Ebola Affects Not Only the Dead, But the Children Left Behind
Thousands of orphans have become outcasts after their parents die.
-- The victims of the Ebola epidemic aren’t just the dead, but also those they have left behind.
Mercy, 9, and her 17-year-old brother Harris, lived in a neighborhood in Monrovia, Liberia, with their mother Marie until she contracted the disease and died. It was at the height of the outbreak in Monrovia and all of their neighbors were terrified.
“This disease is unlike any other,” said UNICEF Liberia Country representative Sheldon Yett. “Just the shock of people dropping dead from something no one had heard of before, and, the complete stigmatization that children are going through.”
Orphaned, Mercy and her brother had nowhere to go -- and no one would touch Mercy out of fear. Neighbors knew too well the risks of taking in someone who might have been exposed to Ebola.
In the same moment Ebola health workers carted her mother’s body away, Mercy became an outcast.
“They thought I had Ebola, so they were driving me away. I feel ugly,” she said.
The Ebola virus has an incubation period of up to 21 days, which means the infected person with the disease can show no symptoms then develop the disease three weeks later, potentially infecting those around them.
Mercy is just one of roughly 10,000 orphans created by the Ebola epidemic ravaging West Africa, according to the BBC and The New York Times.
Perhaps the cruelest part is that people there are faced with a choice between their humanity to help these orphans and their instinct for self-preservation.
As the entire world has discovered, these fears are not unfounded. Sometimes simple acts of kindness have had deadly consequences that stretch across continents.
Thomas Eric Duncan, the man who became infected with Ebola and died in a Texas hospital in October, was one of Mercy’s neighbors in Monrovia. He lived on the same street she did, and carried a sick woman out of a taxi and back into her house, then took off on a long-planned trip to the United States to visit relatives. The woman Duncan carried was reportedly the same woman who infected Mercy’s mother.
Mercy and Harris stayed alone in their mother’s house. Though the Ebola virus doesn’t survive long on surfaces, no one else would enter.
"When Mercy even played among the children, they would say ‘oh don’t play with her before you get the virus.’” Harris said. “They were saying how our mother died from Ebola, their children shouldn’t play with us, we shouldn’t go around them before they encounter the virus from us, I was really feeling bad.”
“My whole thinking now, [if] ebola catches [Mercy], then let it just catch me too,” he continued. “Me and her should die together. That’s what I was really thinking on, because I didn’t want her to go and for me to be left here.”
The Liberian government, with funding from UNICEF, has set up interim care centers around the country for these orphans. Adoption is not allowed in Liberia, so for many of them, there is the only place they can go.
In the care centers, the children have food, clean beds and get much needed human contact with other children as they wait to see if they get past the 21-day mark without getting sick.
“You just break down crying,” said Jessie Hanson, a project manager for Playing to Live, an NGO that works to provide art and play therapy to children in the interim care centers. “So it is frightening. It is hard also to look at these kids and know that they could have Ebola."
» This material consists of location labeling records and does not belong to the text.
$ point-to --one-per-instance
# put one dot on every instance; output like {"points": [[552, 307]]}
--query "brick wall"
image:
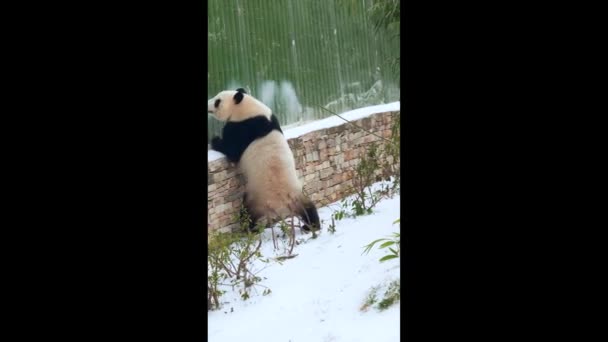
{"points": [[324, 161]]}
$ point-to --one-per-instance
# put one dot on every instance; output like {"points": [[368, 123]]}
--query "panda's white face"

Sometimes, family members who emerged from their battle with Ebola arrive at the centers to take their children back home.
For Mercy and Harris, who have known so much pain, an old family friend eventually agreed to take them in. But their story is an uncommon one. Thousands of orphans at the centers have no one to care for them. Some will die in their own neighborhoods, unwanted and untouchable. But Mercy and Harris were given a second chance.
And there is some hope for Liberia. Last week, documented Ebola cases were down to less than one a day, marking that pivotal shift. Schools that have been closed for months are opening again, and for the first time in months, Mercy received a new school uniform and got another chance to be a regular little girl, excited for her first day of school.